Ahora que acaban de estrenar una película biográfica sobre la escritora y creadora de aquel personaje para el esparcimiento infantil -la sueca Astrid Lindgren-, la recuperación de las aventuras de aquella niña pelirroja y de peinado imposible, pecosa y estrafalaria ha servido para agitar las reflexiones de los demasiado bien pensantes. En algunos foros, en plan broma pero ahí lo sueltan, ya se ha planteado si en estos tiempos que corren aquella historia y su recreación cinematográfica, con una niña viviendo sola, con un caballo y un mono como principales amigos, sin padre ni madre por ahí y vida cuando menos peculiar, podría haber pasado alguna criba como producto más o menos saludable para el público más joven.

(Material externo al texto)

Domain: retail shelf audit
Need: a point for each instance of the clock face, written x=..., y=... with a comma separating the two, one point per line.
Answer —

En fin.

Para una serie de varios capítulos daría, desde luego, ver a los partidos del momento desmenuzando el cuento y exponiendo a continuación discursos que se oyen por todas partes, por ejemplo, sobre que ahí -en las andanzas de la Pippi y su troupe- hay una familia desestructurada producto de la alienación educativa, quizás demasiado color amarillo en algunas escenas, lazos perversos con simbología inadmisible, una lideresa revolucionaria que quiere acabar con las princesas, o ni niñas, ni amiguitos, ni animales, sino sólo españoles... Y de un cuentito sencillo -de este o de cualquier otro más grave- nos inventamos muchas historias, una reinvención de casi todo, una revisión de lo más mínimo, convencidos de que hay que diseccionar cualquier cosa.

Dispuestos en estos momentos a analizar en clave política incluso la compra de las acelgas fuera de temporada y a determinar lo que es lo políticamente correcto, siguiendo también con la humorada de los bienpesantes de tamizar todo lo que se mueve -en el fondo, ganas de prohibir-, ¿sería posible ahora que un grupo musical de juveniles iconoclastas vacilones saltara a la arena bajo el nombre de Los toreros muertos? Los colgaban, fijo.

Los de mi generación éramos unos críos muy críos porque entre mis colegas y yo mismo no hemos encontrado más allá de las taras y manías propias de la edad, de los latigazos que nos ha podido dar la mala educación, y para nada ninguna reacción perversa y maligna a haber visto aquella serie de la niña de las coletas de las que nos sabemos la canción. Ahora, seguro que nos la prohibían. Es el nuevo estribillo.